In their article, Michael Goitein, Antony Lomax, and Eros Pedroni describe how beams of 250-MeV protons can produce radiation dose distributions that conform to the shapes of tumors much more precisely than those from 6- to 10-MeV x rays. The authors also describe how, due to the sharply defined depths of penetration, the doses to normal organs surrounding the tumor may be kept well below tolerance levels. As a result, the reader is led to believe that proton-beam installations dedicated to radiation therapy could significantly affect a cancer patient’s life expectancy and quality of life. Several clinical considerations throw this hypothesis into doubt, to say nothing of the economics. But first, permit us to point out the fundamental flaw in the authors’ argument.
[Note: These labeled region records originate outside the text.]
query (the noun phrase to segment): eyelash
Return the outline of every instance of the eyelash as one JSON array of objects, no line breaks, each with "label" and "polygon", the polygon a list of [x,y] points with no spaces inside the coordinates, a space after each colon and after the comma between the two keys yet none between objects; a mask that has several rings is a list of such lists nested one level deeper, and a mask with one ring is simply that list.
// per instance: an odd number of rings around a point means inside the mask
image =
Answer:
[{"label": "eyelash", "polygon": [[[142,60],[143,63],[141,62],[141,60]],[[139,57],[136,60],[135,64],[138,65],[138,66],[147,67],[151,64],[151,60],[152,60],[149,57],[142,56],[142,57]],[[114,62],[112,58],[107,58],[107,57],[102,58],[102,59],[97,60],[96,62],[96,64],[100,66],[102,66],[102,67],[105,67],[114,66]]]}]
Surgery is the primary treatment for more than 80% of all cancers at most hospitals, and for good reasons. For example, when treating esophageal cancer, it is standard practice for a surgeon to resect several centimeters of apparently normal tissue above and below the cancerous region to assure that microscopic disease has not been left behind. Subsequent pathological staging provides guidelines about the likely course of the disease and whether follow-up treatments will be required. Despite what would appear to be an aggressive and definitive approach, the five-year survival rate for esophageal cancer patients is around 15%. The results for other, more common cancers are not so dismal: about 60% for the colon and 80% for the bladder. In the context of surgical experience, one must wonder how the millimeter precision of proton-beam dose distributions will benefit the patient.
Albeit more traumatic than radiation therapy, surgery presents the family physician with the status of the patient’s cancer in a matter of days, and the need for adjuvant therapies can be decided early on. The authors suggest that the results of well-established clinical protocols, many of which include radiation, can be improved by the precisely defined dose distributions provided by proton beams. However, before this highly complex and expensive modality receives widespread adoption, clinical data must show marked and statistically significant improvements in the life expectancies of most cancer patients.
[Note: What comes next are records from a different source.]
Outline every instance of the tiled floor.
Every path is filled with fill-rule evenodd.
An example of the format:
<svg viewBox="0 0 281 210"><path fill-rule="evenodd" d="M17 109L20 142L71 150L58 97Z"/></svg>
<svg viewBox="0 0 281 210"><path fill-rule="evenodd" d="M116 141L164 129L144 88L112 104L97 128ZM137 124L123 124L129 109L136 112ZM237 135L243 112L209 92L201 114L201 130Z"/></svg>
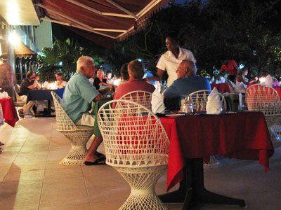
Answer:
<svg viewBox="0 0 281 210"><path fill-rule="evenodd" d="M1 210L114 210L130 193L129 185L111 167L58 164L70 146L55 130L55 118L20 119L15 128L5 123L0 127L0 141L5 143L0 155ZM104 152L103 146L100 151ZM281 149L270 158L267 174L258 161L220 161L224 167L204 172L208 189L244 199L248 209L281 209ZM165 177L156 186L157 194L165 192ZM176 210L182 205L167 206ZM204 205L200 209L241 208Z"/></svg>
Radiation therapy plays a primary or competing treatment role in at least six cancers that make up more than 23% of all new cases; it also is used in supportive therapy for many others. Along with surgery and chemotherapy, radiation therapy is a critical component in the current armamentarium for the treatment of cancer. As for the future of the therapeutic applications of ionizing radiation, clinical trials over the past decade suggest that a plateau has been reached and that the impact of new modalities such as proton beams and intensity-modulated radiation therapy (IMRT) on overall cancer mortality will be difficult to detect. As the cost of health care continues to rise at an alarming rate, consideration of the cost/benefit ratios for newly introduced technologies increases in importance. Are 250-MeV proton-beam facilities likely to show a favorable reduction in this ratio for cancer patients? Based on the results of more than 20 years of proton-beam therapy compared with those achieved by conventional x rays, we think not.
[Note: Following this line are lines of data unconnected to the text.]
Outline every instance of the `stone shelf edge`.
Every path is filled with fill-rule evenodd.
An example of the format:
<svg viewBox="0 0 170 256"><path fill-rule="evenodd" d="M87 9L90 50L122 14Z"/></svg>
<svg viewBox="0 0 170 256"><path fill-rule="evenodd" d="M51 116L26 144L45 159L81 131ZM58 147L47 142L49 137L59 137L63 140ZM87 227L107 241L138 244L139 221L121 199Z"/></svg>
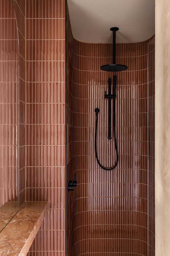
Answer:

Goitein and his colleagues present some data on clinical experience that are difficult to interpret in the context of their article. However, the reader should appreciate that, whether by prostatectomy or conventional x-ray therapy, the 5- and 10-year relative survival rates (relative to age-matched men who die of other causes) for early-stage prostate cancer are 90–98% and 80%–90%, respectively. The authors present a sketchy overview and some results unrelated to those obtained by more conventional treatments. Except for prostate and lung, the other disease sites mentioned make up but a small percentage of all new cases. How can the authors justify the expenditure of tens of millions of dollars for equipment, to say nothing of high operating costs, for the treatment of these rare tumors? (Perhaps by the establishment of a few national referral centers, but that is another issue.) In their one-sentence discussion of disease-free survival for lung cancer (83%) at Loma Linda University Medical Center, the authors failed to mention the time period involved. Surgical management of stage-I non—small-cell lung cancer currently achieves five-year survival rates of 50–60%. It is difficult to understand why radiation would be so strikingly superior to surgery for this highly malignant disease. Perhaps the time elapsed since treatment at Loma Linda is considerably shorter than five years.
The authors are to be commended for a clear and comprehensive description of how cyclotrons, originally used to study nuclear structure and interactions, were redeployed to treat cancer. Goitein and his coauthors show how radiation dose distributions can be made to conform to the complex shapes of tumors and thereby permit delivery of higher doses. We wish that these refinements were all it would take to reduce cancer mortality. Unfortunately, the majority of cancer deaths are due to metastases from malignant cells that have stealthily diffused into adjacent tissues and into organs far from the primary. Radiation therapy has been researched and developed for nearly a century, and improvements in radiation source technology have most certainly contributed to the increased life expectancy of cancer patients over that time. Two questions remain: How much more can we reasonably expect from further improvements in dose distributions? And how much are we willing to pay for them?